There is a (much) better way to walk Norwich, though, and its creators and supporters marked the season opening last week — and noted plans for future expansion.
The Walk Norwich launch celebration, along with the season opening of the Norwich Heritage & Regional Visitors’ Center, attracted a who’s who of greater Norwich personalities and playmakers to celebrate the Norwich Historical Society and how it “ensures the highlights of Norwich’s historical assets are accessible,” Mayor Deb Hinchey said.
There are two operating self-guided Walk Norwich trails, complete with interpretive and wayfinding signage and information-packed glossy brochures available at the Heritage Center. Both are listed as two miles in length and low in difficulty. In the weeks to come I plan to take a couple long lunches and get the full experience — and, I’m sure, improve my less-than-favorable impression of the Norwich-on-foot experience.
I encourage anyone interesting in learning more about the history of the Rose City to give the trails a try, too, especially with the weather lately taking a dramatic turn for the better. The 69 East Town Street Heritage Center is open 10 a.m. to 4 p.m. Wednesday through Sunday until Oct. 30.
The Benedict Arnold Trail, a stroll through historic Norwichtown that comes with an audio component available at walknorwich.org, focuses on the native traitor, several of his contemporaries and the architecture and trappings of the Revolutionary era.
The Uncas Leap Trail, with information provided by the Mohegan Tribe Council of Elders, highlights the history of the tribe and its leader, Sachem Uncas, who allowed English colonists to settle here in the 17th century.
Regan Miner, the widely loved historical society consultant credited with the trails’ success, said the society wants to add two more: The Freedom Trail, celebrating the city’s Civil War and abolitionist history; and the Millionaire’s Triangle, featuring the history of “Norwich in the Gilded Age.”
Any of you current Norwich millionaires out there: The chief hurdle to making these two additional trails a reality is money, said historical society President Bill Champagne. He told me it takes as much as $20,000 to $30,000 per trail, between signage and brochure creation and printing. And even with funds in hand, it would take six months, and probably more, to get a trail up and running, Champagne and Miner said.
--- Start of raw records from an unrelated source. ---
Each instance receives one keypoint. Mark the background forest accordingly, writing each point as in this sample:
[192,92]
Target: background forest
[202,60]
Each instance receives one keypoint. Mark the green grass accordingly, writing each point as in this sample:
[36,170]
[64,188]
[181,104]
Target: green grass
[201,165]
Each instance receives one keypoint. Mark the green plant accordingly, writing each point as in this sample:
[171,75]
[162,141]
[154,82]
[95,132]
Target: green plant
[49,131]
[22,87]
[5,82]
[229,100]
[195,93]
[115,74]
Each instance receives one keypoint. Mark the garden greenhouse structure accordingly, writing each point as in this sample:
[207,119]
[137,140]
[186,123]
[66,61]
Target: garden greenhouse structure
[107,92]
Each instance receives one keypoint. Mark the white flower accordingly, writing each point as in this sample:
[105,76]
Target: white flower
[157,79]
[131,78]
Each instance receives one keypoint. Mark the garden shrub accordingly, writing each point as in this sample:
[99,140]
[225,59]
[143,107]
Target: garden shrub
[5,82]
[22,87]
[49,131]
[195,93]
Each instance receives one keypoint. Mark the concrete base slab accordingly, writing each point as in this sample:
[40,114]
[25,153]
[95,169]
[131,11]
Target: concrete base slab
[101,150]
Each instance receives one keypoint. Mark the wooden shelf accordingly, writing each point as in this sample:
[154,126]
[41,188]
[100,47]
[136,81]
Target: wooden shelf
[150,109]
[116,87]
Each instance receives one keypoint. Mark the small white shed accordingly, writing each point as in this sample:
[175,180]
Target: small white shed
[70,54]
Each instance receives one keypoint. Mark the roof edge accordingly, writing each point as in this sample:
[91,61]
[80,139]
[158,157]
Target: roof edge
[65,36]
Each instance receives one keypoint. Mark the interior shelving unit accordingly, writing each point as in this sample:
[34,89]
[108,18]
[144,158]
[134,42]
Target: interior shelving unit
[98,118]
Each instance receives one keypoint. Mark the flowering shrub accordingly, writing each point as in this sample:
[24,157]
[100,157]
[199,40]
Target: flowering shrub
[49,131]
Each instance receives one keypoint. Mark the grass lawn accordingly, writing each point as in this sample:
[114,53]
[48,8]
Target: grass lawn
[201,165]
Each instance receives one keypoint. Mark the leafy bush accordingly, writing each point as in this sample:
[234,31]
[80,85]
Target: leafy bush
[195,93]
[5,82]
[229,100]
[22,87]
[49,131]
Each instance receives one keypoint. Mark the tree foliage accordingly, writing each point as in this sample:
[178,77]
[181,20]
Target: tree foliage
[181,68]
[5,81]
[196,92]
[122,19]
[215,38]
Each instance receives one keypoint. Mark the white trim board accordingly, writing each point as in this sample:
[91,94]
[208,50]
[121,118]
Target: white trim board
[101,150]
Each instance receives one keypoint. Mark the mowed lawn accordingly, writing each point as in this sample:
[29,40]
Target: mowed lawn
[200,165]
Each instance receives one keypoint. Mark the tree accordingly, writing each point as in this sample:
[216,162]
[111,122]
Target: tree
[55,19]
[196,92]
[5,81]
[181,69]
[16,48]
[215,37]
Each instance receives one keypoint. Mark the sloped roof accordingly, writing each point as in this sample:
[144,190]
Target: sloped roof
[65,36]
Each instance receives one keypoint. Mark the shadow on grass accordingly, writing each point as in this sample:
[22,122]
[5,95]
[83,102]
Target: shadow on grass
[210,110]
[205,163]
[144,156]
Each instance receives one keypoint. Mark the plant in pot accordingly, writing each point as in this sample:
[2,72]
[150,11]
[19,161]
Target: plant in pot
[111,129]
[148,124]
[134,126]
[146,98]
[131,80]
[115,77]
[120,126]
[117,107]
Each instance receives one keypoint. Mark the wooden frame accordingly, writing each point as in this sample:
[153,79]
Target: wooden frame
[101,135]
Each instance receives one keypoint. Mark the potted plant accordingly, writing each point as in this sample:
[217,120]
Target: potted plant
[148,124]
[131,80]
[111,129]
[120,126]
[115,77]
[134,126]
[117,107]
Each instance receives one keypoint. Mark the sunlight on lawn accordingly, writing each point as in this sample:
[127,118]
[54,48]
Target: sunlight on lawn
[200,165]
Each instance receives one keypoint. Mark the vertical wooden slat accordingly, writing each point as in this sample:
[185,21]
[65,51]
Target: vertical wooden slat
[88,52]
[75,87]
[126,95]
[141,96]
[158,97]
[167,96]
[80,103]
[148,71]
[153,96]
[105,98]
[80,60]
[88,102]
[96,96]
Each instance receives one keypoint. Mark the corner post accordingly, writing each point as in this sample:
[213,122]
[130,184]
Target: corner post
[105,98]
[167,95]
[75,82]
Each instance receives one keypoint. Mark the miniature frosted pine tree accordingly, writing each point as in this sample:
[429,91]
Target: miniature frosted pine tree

In the meantime, history buffs within and without the city can enjoy the two existing offerings, as well as the heritage center, which is marking one year in operation. Miner estimates it drew about 1,000 visitors over that time — 600 or so that signed in, and many more who opted not to. She said the center has had visitors from as far away as Hawaii.
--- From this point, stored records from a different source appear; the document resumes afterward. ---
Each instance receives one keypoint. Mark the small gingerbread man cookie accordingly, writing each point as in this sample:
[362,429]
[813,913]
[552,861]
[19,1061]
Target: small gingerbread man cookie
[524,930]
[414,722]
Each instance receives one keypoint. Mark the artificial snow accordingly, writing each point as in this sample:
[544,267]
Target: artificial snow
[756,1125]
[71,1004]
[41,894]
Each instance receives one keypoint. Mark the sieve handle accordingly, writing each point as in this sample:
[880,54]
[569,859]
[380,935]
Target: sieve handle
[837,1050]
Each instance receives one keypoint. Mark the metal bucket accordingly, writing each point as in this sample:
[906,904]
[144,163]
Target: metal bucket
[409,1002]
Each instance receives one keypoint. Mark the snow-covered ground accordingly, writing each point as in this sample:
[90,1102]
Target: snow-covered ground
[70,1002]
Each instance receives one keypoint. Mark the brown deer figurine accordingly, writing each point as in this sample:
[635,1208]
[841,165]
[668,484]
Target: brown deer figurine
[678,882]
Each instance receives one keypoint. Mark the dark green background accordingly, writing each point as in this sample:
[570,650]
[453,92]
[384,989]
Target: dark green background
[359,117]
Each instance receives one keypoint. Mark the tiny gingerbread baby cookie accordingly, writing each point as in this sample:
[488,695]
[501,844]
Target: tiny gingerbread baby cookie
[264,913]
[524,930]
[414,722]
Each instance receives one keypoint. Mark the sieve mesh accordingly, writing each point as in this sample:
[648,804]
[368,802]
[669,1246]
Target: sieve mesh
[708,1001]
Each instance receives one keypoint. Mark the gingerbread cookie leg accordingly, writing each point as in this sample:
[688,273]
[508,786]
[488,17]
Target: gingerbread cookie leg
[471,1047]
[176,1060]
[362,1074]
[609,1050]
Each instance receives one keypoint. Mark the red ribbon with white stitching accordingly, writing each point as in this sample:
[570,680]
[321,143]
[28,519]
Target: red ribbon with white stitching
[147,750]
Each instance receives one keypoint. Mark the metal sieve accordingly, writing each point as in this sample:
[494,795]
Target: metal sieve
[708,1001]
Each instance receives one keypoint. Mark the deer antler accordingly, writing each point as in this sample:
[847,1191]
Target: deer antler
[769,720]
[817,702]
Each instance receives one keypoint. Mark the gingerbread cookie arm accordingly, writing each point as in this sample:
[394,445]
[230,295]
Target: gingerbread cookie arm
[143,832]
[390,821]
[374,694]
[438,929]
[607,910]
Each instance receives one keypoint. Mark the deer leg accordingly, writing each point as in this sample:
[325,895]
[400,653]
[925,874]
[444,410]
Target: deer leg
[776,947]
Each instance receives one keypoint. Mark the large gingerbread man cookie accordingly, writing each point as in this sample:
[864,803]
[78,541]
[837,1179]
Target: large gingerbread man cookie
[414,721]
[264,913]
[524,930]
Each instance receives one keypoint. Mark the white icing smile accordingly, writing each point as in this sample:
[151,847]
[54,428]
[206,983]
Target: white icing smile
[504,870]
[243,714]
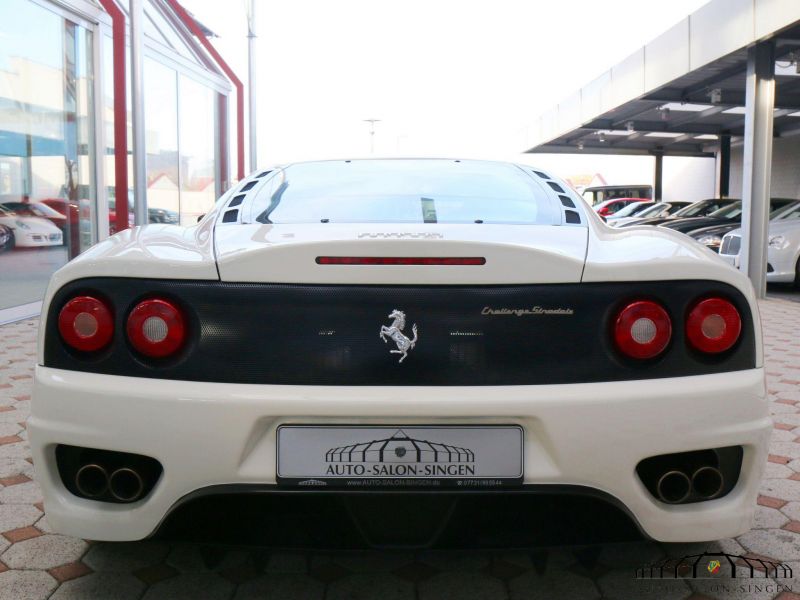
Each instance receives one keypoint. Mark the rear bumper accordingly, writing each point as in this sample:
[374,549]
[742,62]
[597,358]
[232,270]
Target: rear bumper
[589,435]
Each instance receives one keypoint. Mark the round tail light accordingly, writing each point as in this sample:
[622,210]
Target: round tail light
[156,328]
[642,330]
[713,325]
[85,323]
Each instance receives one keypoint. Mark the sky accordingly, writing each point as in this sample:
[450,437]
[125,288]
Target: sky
[446,78]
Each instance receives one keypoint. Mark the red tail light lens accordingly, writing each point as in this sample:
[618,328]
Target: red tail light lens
[642,330]
[156,328]
[85,323]
[713,325]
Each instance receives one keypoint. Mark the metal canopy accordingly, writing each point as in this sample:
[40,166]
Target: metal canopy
[637,108]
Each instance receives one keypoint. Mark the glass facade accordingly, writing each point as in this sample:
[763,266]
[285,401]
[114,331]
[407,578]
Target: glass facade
[47,208]
[57,193]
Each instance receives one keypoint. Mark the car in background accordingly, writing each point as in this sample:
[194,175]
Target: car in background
[701,208]
[783,250]
[728,215]
[652,211]
[634,208]
[610,207]
[711,237]
[25,231]
[40,210]
[162,215]
[600,193]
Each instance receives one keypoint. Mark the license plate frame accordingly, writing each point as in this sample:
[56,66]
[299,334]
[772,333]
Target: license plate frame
[357,456]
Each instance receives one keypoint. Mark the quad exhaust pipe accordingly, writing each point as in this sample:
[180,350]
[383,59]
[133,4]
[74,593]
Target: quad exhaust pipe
[124,484]
[675,487]
[707,482]
[91,480]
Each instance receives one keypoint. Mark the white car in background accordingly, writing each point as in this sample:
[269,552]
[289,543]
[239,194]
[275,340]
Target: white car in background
[460,334]
[26,232]
[783,252]
[635,212]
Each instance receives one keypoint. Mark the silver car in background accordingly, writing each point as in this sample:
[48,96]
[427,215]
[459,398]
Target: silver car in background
[783,252]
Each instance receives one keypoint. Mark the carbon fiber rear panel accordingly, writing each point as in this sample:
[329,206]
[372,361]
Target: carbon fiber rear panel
[329,335]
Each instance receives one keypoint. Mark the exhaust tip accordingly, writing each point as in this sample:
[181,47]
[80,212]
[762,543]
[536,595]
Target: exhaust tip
[673,487]
[708,482]
[91,480]
[126,485]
The Walk Norwich trails and Heritage Center go a long way toward validating all the talk about the city’s historical pedigree and its potential as a tourism destination. And with the sustained effort and innovation of the historical society — Miner recently was named a Tourism Rising Star of Connecticut by Governor Malloy and the state Department of Economic and Community Development — Norwich’s capacity to draw visitors will only grow.
I’ve remarked before that an inordinate emphasis on tourism over economic development, particularly downtown, is putting the cart before the horse. I stand by that, but there’s no reason the two can’t happen concurrently, and kudos to the society for doing its part. You can even make a Dunkin’ Donuts run on Town Street on the way to the Heritage Center — just not downtown.